These teen-lead contemporary dramas are not the standard “teen-issues” plays that appear in theatre classrooms, and are in no way reminiscent of classic characters (e.g. Emily Webb) found in audition rooms and monologue books. Instead, this collection of contemporary dramas offers meaty, darker material for actresses 14-26, as well as college-aged actresses.

  1. Pretty Theft – In Pretty Theft, Adam Szymkowicz applies adventurous storytelling to craft the world of two strong young women on the brink of adulthood. Featuring some dark moments and challenging scenes, this play offers rich roles for student actors.
  2. Mirror Mirror – Sarah Treem (HBO’s IN TREATMENT, A FEMININE ENDING) wrote this innovative dark comedy based on Snow White, only the heroine is a Transgendered teen. Originally produced at the Yale School of Drama, this poignant, progressive play raises many issues facing young adults today in a unique and artful way.
  3. Fall – The protagonist of this Susan Blackburn Prize-winner is 14 year-old Lydia, who after being forced to attend a swing dance camp with her parents, falls for the older Mr. Gonzales. A complicated love story in the vein of Paula Vogel’s How I Learned To Drive, this drama by Bridget Carpenter explores first feelings of love.
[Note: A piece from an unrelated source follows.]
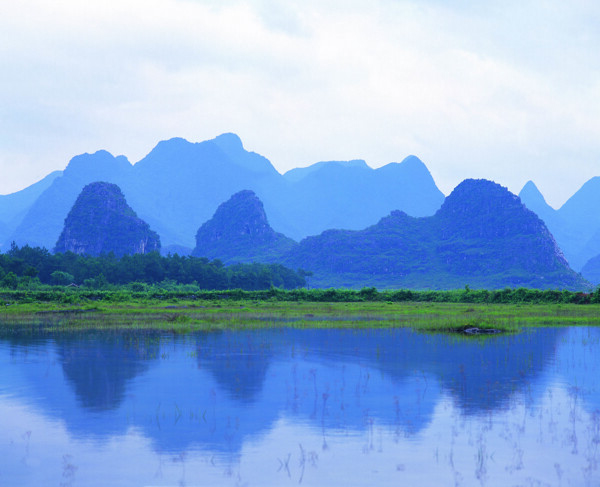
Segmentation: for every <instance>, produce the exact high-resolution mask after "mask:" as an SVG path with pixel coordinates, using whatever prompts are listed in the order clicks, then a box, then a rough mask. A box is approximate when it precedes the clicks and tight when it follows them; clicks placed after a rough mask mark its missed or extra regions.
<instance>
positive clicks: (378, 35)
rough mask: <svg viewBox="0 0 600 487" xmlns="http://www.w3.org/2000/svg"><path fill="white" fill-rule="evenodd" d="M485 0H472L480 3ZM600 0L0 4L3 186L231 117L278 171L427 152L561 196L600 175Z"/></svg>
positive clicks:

  4. Milk Like Sugar – This powerful, female-fuelled drama awed L.A. and New York audiences in 2011, winning playwright Kirsten Greenidge an Obie, the Edgerton Foundation New American Play Award, and the San Diego Critics Circle Craig Noel Award for Outstanding New Play. Offering five strong roles for actresses of color, Milk Like Sugar is a powerful tale of one young women’s attempt to rise above her socio and economic conditions.
  5. Hazelwood Jr. High – Originally produced by The New Group in 1998, this true-crime drama helped launched the career of actress and 90’s “it-girl” Chloe Sevigny (KIDS, HBO’s BIG LOVE). This haunting play tells the story of the murder of 12 year-old Shonda, by a group of older teens. Dark and powerful, Hazelwood is a perfect selection for young producers looking for meatier coming-of-age story.
  6. Sick – The two young actors at the heart of this dramatic comedy take audiences through a hilarious journey as they wait for their test results at a local clinic. While there, they are haunted by their previous sexual encounters, and confronted with the realities of their futures. Developed by the class of 2007 of the New School for Drama, Sick is a hilarious ensemble piece with an eye-opening message and is one of the first published plays by the author of Oorah! and Be a Good Little Widow.
  7. Stunning – Sixteen year-old Lily knows nothing beyond the Syrian-Jewish community in Brooklyn where she lives a cloistered life with her much older husband. Soon an unlikely relationship with her enigmatic African-American maid opens Lily’s world to new possibilities – but at a huge price. David Adjmi’s daring new work shifts from caustic satire to violent drama as it exposes the ways we invent and defend our identities in the melting-pot of America.
  8. Crooked – Fourteen year old Laney arrives in Oxford, Mississippi with a twisted back, a mother in crisis and a burning desire to be writer. When she befriends Maribel Purdy, a fervent believer in the power of Jesus Christ to save her from the humiliations of high school, Laney embarks on a hilarious spiritual and sexual journey that challenges her mother’s secular worldview and threatens to tear their fragile relationship apart.
  9. Millicent Scowlworthy – A girl found murdered in the cellar on Christmas morning. A massacre at the high school. The grownups of the community want to forget, but the children have begun to meet in the middle of the night to remember. Nine teenagers gather at an overgrown memorial and reenact the story. Millicent Scowlworthy was supported by a residency and public staged readings at the 2002 O’Neill Playwrights Conference of the Eugene O’Neill Theatre Center, Waterford, CT.
  10. We Are Not These Hands – Ever since their school blew up, Moth and Belly have taken to stalking an illegal internet café in the hopes of one day being allowed in. They take particular interest in Leather, a skittish older man doing research in the café. Leather is a self-proclaimed “freelance scholar” from a foreign land with a sketchy past and a sticky secret. Leather begins to fall head over heals in love with Moth… but what about Belly? This play explores the effects of rampant capitalism on a country that is ill-prepared for it.

Honorable Mentions: A Rey Pamatmat’s Edith Can Shoot Things and Hit Them, David Rabe’s An Early History of Fire, and Megan Mostyn-Brown’s girl and The Secret Lives of Losers.